La mujer que acaba de llegar observa a los chicos y chicas, asiente con la cabeza, pero usa un tono burlón cuando se dirige a su compañero, la armadura de color plateado es muy parecida a la de su compañera aunque es la de gala y la capa azul la identifican como uno de esos extraños de la Guardia Azul... una de las dos tropas de elite del Reino. -( Astar )- la mas antigua de la Guardia Azul, la cual ha criado a la mayoria de sus compañeras, la maestra y amiga intima...

- Si Merold no te oyese maldecirles mientras les entrenas diria que los mimas...

* Arash sonrie con ese gesto que le es propio, de niña traviesa, aunque sus ojos no llegan a brillar con esas risas... nota como le aprieta el hombro, demostrando compresión, y responde intentando parecer animada

- si Merold me oyese... seguramente ya sería yo quien estaría repitiendo los ejercicios. Nunca le gusto que enseñara. Decía que tengo muy poca paciencia y demasiado trabajo para eso...

-( Astar )- sí, quien te ha enviado aqui no te conoce...

- Oh sí... me conoce... por eso me mantiene alejada de todo... - mira hacia el castillo... - saben que no se permitiría esa reclusión... por mucho que se empeñen en ello... y saben que si me pongo soy tan peligrosa como el polvorín

* -( Astar )- aparta la mano del hombro de Arash, el cabello castaño le cae por los ojos en un flequillo y le indica que la acomapañe.. duda levemente antes de decir en voz alta

- vamos... he venido a sacarte de aquí... y... ya sabes lo que corresponde esta noche

* Arash asiente, su sonrisa sigue en sus labios aunque el tono al responder vuelve a ser serio, firme...

- iré...nunca he faltado... ves adelantandote... - señala a los aprendices de soldado indicandole que aun tiene trabajo, nota la preocupación de su compañera y le guiña un ojo - tranquila... estoy bien...

-( Astar )- jajajajajajajajajajaja sí.... y de golpe las estrellas se convierten en caramelos que caen sobre los pipiolos.... nos vemos mas tarde... hermana...

Cuando se aparta completamente, Arash siente que se encuentra levemente mejor del pecho... la mira entrecerrando los ojos, sabiendo lo que ha hecho pero sin querer llamarle la atención por ello, puede que tenga razón como tantas otras veces y se este encabezonando por orgullo en no curarse. Al final suspira.

- Nos vemos mas tarde...- inclina la cabeza en señal de despedida, observando a la mas mayor... - Astar! después pago yo la ronda... - sin añadir el "por los caidos", no es necesario... mira a los novatos y suspira... cuantos??? ni idea... espera que sean los menos... - vamos... diez mas...
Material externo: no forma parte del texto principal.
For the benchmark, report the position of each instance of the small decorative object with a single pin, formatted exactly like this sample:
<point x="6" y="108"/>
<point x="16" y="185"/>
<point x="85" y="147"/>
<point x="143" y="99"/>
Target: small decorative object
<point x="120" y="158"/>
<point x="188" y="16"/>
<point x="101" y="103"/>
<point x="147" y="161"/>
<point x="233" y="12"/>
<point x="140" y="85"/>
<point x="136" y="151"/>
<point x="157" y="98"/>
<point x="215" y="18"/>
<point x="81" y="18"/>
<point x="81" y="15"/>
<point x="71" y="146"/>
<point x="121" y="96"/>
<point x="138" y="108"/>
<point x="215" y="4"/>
El Sol imperturbable a lo que ocurre entre los humanos sigue descendiendo, las nubes se arremolinan intentando ocultarlo... mientras empieza a oirse el ruido de la llamada... los cantos de las plañideras... los lloros de las familias, mezclados con las risas de los que acaban de regresar del trabajo y agotados van a tomarse una cerveza... Arash asiente y dejando a los chicos que descansen... se dirige a la ciudad... es hora de cambiarse y prepararse para la ceremonia.